Oct 14, 2011 09:18
The grief isn't a dark hole that threatens to swallow
but a raging tide that rises so high I can't see the top,
a wave higher than the highest tsunami on record.
It captures me and lifts me higher and higher.
And then somehow it's no longer on the outside, but on the inside,
building and building
sweeping my heart away to somewhere,
escaping out my eyes in rivers of water,
crashing and roaring out of my mouth with groans and howls that would make someone,
if they heard, think I was dying.
I am alone and it's good to be alone with this wave,
with these howls that no one else can hear.
Can God hear?
If the tears are really caught in a bottle, how many bottles have I?
Are they all the same, or different colors for different things?
Are they the same shape, or different shapes,
perhaps the shape of a broken heart. These bottles,
where are they kept,
why do the tears not evaporate?
Why does God keep them,
for what purpose,
when in his silence he lets me grieve, year after year,
as if blind to my pain, deaf to my moans.

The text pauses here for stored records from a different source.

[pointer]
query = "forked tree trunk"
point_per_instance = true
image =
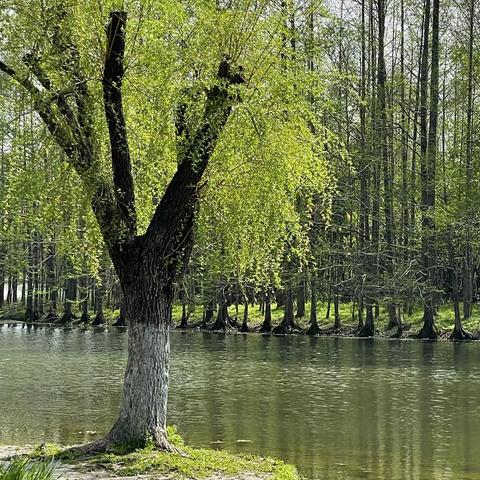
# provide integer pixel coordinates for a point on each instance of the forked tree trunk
(147, 265)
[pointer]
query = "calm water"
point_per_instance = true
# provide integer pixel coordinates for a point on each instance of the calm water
(337, 408)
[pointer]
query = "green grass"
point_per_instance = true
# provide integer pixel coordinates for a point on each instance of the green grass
(444, 319)
(25, 469)
(190, 463)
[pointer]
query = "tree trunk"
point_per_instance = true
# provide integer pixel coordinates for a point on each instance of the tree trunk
(314, 328)
(287, 325)
(244, 328)
(267, 320)
(300, 300)
(144, 405)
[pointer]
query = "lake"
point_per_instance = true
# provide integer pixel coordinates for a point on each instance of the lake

What purpose do they serve, these tears in a bottle?
Will he pour them over my grave,
to green the grass,
to moisten the soil,
will they form the river that takes my soul . . . Away to somewhere?
Where does the soul go that just cannot make it here in this world?
Does he really refuse it, deny it to heaven?
Rather than save my tears,
I wish he would take away some of the pain,
some of the grief that threatens to rise
. . . to carry me away to somewhere.